Addition/Subtraction of vectors regarding norm

Question

If we subtract a vector with a certain norm from another one with the same norm what's the norm of the resulting vector?

Since norm is just a length indicator it should remain the same, but I cannot prove that formally.

Answer 1

Note that $\Vert a-b\Vert\neq\Vert a\Vert - \Vert b \Vert$ in general. The difference between two vectors with the same norm is not necessarily the zero vector.

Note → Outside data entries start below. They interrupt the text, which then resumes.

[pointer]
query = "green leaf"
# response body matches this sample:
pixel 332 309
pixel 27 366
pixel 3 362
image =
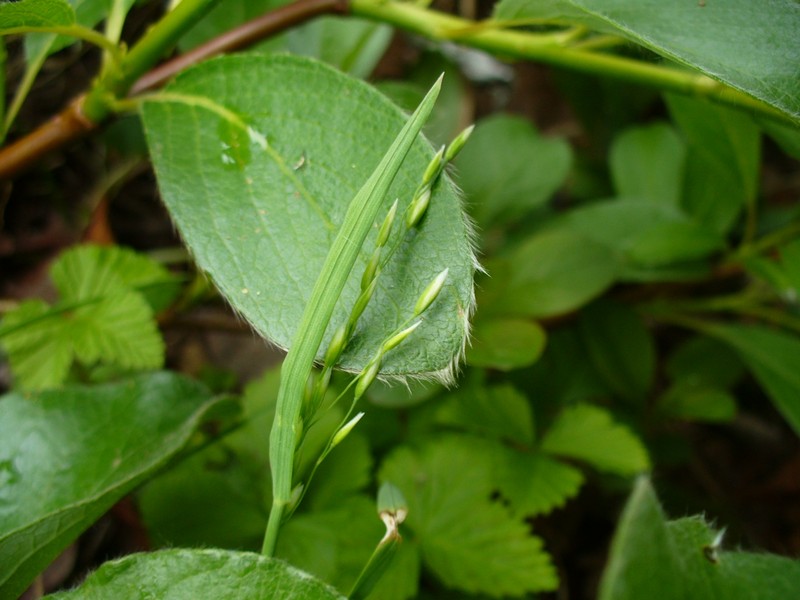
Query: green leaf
pixel 534 483
pixel 774 358
pixel 723 166
pixel 186 574
pixel 698 36
pixel 109 438
pixel 508 169
pixel 549 274
pixel 260 213
pixel 505 344
pixel 621 348
pixel 469 542
pixel 333 544
pixel 35 13
pixel 589 433
pixel 683 560
pixel 647 163
pixel 102 317
pixel 498 411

For instance, in the real vector space $(\mathbb{R},+,\cdot)$ with the Euclidean norm (the absolute value), we have $$4=|2-(-2)|\neq|2|-\vert-2|=0$$

Also, it can be shown that (this is the triangle inequality) $$\Big\vert\Vert a\Vert-\Vert b\Vert\Big\vert\leqslant\Vert a-b\Vert\leqslant\Vert a\Vert+\Vert b\Vert$$

Answer 2

In Euclidean geometry, the norms of vectors is related by the triangle inequality: $\Vert a + b \Vert \le \Vert a \Vert + \Vert b \Vert$ and $\Vert a - b \Vert \le \Vert a \Vert + \Vert b \Vert$ and $\Vert a \Vert - \Vert b \Vert \le \Vert a - b \Vert$.

Answer 3

OK, let's take $u,v$ with equal Euclidean norm and let's look whether it's possible that $u-v$ has the same norm as well. I’ll denote by $\langle x,y\rangle$ the inner product. We can compute $$ \|u-v\|^2=\langle u-v,u-v\rangle=\langle u,u\rangle-2\langle u,v\rangle+\langle v,v\rangle=\|u\|^2-2\langle u,v\rangle+\|v\|^2 $$ If we want $\|u\|=\|v\|=\|u-v\|=a$, the condition becomes $$ 2\langle u,v\rangle=a^2 $$ So you see that this is a very strict condition on the two vectors. For instance, if the two vectors are orthogonal, then $\|u-v\|=\|u\|=\|v\|$ if and only if $u=v=0$.

More generally, if you consider that $\langle u,v\rangle=\|u\|\,\|v\|\cos\alpha$, you see that, for $a\ne0$, the condition becomes $2\cos\alpha=1$: the angle between the two vectors has to be $\pi/3$ or $-\pi/3$, which means an equilateral triangle is involved.